At last I finished the “Hillbilly” book. Reading it was a very slow process for me. And it wasn’t because I was savoring it. The book is a mixture of memoir and sociological study. The prose is nothing exceptional though in fairness it wasn’t promoted as such. It is readable enough, yet I found myself arguing with him throughout. My annotations run along the lines of, so this makes you a hillbilly?
“Chip was kind of a hillbilly himself: He loved cheap beer, country music, and catfish fishing…” Huh. Is it the country music that does it? Much of what he describes belongs to a lower-class strata or even lower-middle. Much also could belong to many Black neighborhoods. Vance himself says, “That it resonated so personally is odd, however, because he wasn’t writing about the hillbilly transplants from Appalachia—he was writing about black people in inner cities.” He goes on to comment the same on similar books. About the only thing that makes Vance a hillbilly is that he comes from a hollow that they pronounce “holler” and that he calls his grandmother “maw-maw.” But he believes himself to be one so that works.
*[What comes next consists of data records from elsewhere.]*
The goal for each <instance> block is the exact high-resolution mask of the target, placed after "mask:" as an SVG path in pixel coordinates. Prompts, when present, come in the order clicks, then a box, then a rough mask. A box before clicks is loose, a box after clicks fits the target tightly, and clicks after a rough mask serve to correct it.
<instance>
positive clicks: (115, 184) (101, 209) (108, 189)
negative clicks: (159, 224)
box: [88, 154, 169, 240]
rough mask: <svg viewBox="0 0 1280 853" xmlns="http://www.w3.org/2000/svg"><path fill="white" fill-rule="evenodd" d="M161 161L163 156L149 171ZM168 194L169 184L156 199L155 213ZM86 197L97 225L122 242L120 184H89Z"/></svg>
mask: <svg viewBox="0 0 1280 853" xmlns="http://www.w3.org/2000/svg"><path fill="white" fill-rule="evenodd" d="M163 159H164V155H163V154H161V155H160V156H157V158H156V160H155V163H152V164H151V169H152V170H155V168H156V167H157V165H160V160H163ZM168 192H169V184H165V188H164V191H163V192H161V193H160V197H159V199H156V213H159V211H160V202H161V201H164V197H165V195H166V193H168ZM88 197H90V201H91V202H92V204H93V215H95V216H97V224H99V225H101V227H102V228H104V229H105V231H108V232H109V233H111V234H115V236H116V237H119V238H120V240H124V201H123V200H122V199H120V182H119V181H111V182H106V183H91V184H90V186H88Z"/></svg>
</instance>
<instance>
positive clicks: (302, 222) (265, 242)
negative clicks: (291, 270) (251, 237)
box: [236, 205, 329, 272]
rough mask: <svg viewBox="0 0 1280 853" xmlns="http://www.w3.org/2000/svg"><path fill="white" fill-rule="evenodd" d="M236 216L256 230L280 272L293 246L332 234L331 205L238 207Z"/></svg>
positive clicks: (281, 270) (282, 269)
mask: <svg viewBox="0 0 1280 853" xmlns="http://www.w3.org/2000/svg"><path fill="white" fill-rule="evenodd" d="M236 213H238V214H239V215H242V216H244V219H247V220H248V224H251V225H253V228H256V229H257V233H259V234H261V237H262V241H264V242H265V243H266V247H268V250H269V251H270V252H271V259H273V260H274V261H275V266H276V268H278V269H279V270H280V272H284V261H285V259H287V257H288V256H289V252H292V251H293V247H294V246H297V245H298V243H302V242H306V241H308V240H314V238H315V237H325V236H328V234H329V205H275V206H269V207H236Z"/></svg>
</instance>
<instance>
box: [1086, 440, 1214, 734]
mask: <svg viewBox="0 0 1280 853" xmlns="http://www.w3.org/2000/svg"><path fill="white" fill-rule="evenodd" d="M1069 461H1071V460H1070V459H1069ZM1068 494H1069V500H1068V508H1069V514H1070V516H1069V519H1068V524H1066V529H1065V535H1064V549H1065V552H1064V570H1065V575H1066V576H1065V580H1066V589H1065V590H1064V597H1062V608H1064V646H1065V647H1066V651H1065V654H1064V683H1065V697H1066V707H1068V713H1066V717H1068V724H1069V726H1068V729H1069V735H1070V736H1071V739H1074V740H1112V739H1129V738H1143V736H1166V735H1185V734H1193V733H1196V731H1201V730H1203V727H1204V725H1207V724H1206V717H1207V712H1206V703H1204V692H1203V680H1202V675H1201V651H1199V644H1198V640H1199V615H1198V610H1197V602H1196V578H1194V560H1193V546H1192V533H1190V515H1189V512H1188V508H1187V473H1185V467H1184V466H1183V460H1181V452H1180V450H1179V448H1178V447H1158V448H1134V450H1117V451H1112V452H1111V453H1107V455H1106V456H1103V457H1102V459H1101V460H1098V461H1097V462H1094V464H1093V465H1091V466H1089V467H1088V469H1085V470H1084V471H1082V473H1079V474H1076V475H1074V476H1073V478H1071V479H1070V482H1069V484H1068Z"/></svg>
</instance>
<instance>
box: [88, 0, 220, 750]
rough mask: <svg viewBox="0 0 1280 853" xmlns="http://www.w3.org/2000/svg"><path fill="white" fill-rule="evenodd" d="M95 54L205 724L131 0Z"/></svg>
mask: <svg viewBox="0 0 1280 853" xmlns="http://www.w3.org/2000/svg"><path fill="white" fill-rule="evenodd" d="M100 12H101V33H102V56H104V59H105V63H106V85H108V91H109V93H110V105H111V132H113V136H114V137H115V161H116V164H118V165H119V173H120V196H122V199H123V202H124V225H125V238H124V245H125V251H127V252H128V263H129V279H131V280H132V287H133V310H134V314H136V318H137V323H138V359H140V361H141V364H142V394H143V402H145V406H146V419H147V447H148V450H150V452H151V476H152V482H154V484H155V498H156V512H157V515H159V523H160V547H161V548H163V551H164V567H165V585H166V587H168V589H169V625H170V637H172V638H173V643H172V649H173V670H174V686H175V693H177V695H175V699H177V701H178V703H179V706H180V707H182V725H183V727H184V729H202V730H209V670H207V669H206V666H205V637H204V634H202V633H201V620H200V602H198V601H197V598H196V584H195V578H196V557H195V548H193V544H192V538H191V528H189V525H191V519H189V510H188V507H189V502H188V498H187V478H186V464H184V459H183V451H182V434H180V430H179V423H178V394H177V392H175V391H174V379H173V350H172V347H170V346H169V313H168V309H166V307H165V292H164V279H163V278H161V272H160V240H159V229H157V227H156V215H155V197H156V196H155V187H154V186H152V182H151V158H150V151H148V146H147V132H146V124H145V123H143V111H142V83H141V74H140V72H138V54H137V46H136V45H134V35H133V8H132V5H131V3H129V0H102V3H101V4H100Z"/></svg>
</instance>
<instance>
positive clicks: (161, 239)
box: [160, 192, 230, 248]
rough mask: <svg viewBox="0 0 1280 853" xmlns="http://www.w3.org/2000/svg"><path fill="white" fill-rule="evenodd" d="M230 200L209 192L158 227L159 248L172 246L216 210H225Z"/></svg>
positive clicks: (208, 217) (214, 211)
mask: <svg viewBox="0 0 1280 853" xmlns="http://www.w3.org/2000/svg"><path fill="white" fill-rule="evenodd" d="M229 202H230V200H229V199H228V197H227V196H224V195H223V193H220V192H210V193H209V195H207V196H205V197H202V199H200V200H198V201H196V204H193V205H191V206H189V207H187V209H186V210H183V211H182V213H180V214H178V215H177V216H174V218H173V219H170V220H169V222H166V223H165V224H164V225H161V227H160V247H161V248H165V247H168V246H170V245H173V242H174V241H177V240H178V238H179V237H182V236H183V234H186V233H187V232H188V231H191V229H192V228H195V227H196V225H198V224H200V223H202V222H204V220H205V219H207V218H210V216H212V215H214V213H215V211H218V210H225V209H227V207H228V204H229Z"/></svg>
Too often, especially in the beginning of the book, he tells of an occurrence in his life but only in general terms because he “can’t remember the details,” or what caused it. Yet some of the developed anecdotes are interesting and many are entertaining although I’m not sure he meant them that way. The comments about the government involvement and criticisms of it are, once again, not specific to a hillbilly culture. Towards the end of the book the sociological comments and data are staggering. That aspect of the book is eye opening.
“It’s not just fighting. By almost any measure, American working-class families experience a level of instability unseen elsewhere in the world. Consider, for instance, Mom’s revolving door of father figures. No other country experiences anything like this. In France, the percentage of children exposed to three or more maternal partners is 0.5 percent—about one in two hundred. The second highest share is 2.6 percent, in Sweden, or about one in forty. In the United States, the figure is a shocking 8.2 percent—about one in twelve—and the figure is even higher in the working class.” It is shocking. And he goes on to quote other statistics.
It is made clear the U.S. is hardly the best country in the world if you struggle. If your home environment is tough or abusive. If you’re not in the middle to upper middle and above classes. Maybe not even then. But it ain’t only the hillbilly culture in crisis.
I’m not sure why the book is called an elegy. I don’t think that Vance means the sadness or even the death of the culture is to be mourned. That the family and culture are in crisis is absolutely true. True also is that that small slice of the U.S. is no longer small, and it is growing much larger.
By my reckoning the book is a C, even though there are redeeming factors. It’s not difficult to read and it’s not the sort of book you have to walk away from. But if you want to learn about hillbilly culture this isn’t the book. It’s Vance’s culture.